Baby boomers remember Peter, Paul and Mary – stellar performing artists who channeled their music and songs to rallying for human rights and justice around the world. Their folk songs remind me of hootenannies, singing parties I so very much enjoyed as a teenager in Pennsylvania. Friends and I and our contemporaries were not much into jam sessions where rock n’ roll was king of the dance floor. Rock n’ roll was not the craze of youths in the area where I lived with an American host family for a year. Maybe because we all loved music and singing, and we gravitated to any singing party in town. Hootenannies were the fad.
I love music, and folk songs have become favorites of mine, even to this day. When I tuned in to the Peter, Paul and Mary re-run nights ago, I was ecstatic. You guessed right, I belted out with gusto – just me and the TV that one evening during shelter-in.
My young readers may not be familiar with “Michael row the boat ashore”, or “Five hundred miles”, or “Puff the magic dragon”, or “There’s a hole in the bucket, dear Lisa”, or “Where have all the flowers gone”. Classic folk songs, I dare say. They convey stories. They idealize hopes and romanticize dreams, or reel off sadness and regret. They spin stories of life simple and complicated; sometimes, primitively naive.
Peter, Paul and Mary rendered the folk songs straight to the heart; always, in perfect and delicious harmony – the lyrics and strains were entertaining, enjoyable, yet with thought-provoking allegories, symbolisms and messages.
The irony is that the stark symbolism of their songs – intimating freedom, justice, peace and brotherhood for all, is so relevant even to this day.
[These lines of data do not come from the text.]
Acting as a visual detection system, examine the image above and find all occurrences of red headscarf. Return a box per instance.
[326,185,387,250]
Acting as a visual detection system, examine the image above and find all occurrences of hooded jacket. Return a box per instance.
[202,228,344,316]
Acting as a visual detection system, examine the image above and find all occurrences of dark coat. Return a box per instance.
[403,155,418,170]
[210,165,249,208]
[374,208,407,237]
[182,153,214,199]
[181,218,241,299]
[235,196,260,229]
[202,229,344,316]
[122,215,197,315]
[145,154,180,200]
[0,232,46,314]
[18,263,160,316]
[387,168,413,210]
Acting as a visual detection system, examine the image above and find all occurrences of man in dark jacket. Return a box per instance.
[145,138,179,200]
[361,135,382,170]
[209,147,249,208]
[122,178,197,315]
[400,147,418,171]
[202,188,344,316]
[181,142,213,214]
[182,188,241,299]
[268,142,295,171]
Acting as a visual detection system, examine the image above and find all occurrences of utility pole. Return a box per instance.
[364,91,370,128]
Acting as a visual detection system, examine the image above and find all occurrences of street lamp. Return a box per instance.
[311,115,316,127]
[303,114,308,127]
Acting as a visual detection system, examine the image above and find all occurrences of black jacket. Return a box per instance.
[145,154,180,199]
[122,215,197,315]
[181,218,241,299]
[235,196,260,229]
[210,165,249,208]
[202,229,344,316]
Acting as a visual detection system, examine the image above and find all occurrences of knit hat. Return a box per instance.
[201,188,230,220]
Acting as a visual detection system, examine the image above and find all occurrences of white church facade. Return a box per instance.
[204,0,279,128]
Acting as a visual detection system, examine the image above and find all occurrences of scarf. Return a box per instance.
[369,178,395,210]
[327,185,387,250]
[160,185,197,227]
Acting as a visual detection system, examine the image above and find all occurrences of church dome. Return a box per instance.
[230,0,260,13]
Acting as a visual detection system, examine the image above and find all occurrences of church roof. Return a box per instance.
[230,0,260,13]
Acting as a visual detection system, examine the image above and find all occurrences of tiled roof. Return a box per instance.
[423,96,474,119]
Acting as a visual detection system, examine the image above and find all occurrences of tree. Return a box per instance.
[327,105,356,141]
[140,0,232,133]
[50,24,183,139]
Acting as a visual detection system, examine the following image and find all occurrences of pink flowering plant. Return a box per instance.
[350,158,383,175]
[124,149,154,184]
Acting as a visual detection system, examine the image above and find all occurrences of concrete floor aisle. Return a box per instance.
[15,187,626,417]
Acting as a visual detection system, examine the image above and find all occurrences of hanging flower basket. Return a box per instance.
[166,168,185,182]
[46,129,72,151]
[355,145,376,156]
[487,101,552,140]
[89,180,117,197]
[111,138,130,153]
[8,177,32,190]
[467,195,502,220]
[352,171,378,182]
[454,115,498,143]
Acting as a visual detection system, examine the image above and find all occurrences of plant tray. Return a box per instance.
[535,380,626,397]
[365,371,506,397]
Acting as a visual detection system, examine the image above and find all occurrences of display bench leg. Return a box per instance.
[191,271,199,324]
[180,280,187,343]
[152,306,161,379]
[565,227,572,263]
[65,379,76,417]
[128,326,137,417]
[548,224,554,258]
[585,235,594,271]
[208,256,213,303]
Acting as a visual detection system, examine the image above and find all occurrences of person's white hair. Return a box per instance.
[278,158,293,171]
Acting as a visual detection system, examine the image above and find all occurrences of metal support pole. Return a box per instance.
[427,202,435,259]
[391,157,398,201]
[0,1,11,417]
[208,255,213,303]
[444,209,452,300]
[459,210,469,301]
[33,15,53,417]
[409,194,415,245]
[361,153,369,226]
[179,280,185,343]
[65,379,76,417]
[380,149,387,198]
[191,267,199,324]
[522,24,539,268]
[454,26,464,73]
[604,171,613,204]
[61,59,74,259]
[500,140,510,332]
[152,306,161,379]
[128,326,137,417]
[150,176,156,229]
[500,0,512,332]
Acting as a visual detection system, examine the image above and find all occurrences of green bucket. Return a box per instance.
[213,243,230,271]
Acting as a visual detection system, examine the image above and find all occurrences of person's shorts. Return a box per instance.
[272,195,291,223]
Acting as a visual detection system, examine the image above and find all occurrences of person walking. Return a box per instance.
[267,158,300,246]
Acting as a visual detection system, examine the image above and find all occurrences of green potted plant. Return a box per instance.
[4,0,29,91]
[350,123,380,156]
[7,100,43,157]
Take for example, “If I had a hammer … I’d sing out the love between my brothers and my sisters, all over this land.” How appropriate for these times when brothers and sisters are marching the streets clamoring for justice and equality. Many decades ago, as a teenager, I sat on many living room floors at friends’ houses, or on a crowded wooden bench at a gymnasium, enjoying and singing freedom and equality songs during hootenanny gatherings. And that night last week at home as I singularly engaged in a private sing-along, I wondered, did we really go far from those years many decades ago? Has the world learned from those social pains? Have we learned?
Maybe it’s time to bring back the hootenanny. I like to imagine throngs of people, young and old, sitting on the grass, or the steps of the plaza, or on crowded living room floors, or in packed auditoriums – just like in the 60’s — listening to the old folk songs and singing along – crooning away peacefully with a cherished idealism that all aim to reach, yet enjoying it all.
But of course, every person has a preference – and that’s just mine. Sing with me – even from a distance.
[Do you believe in coincidences? As I write this blog, I’m listening to music from Stage and Screen on a cable TV station, and right now, I’m relishing “Five hundred miles” recorded by Justin Timberlake and Carey Mulligan in 2013 for a movie. It’s an excellent rendition. So you see, old folk songs can be wonderfully revived.]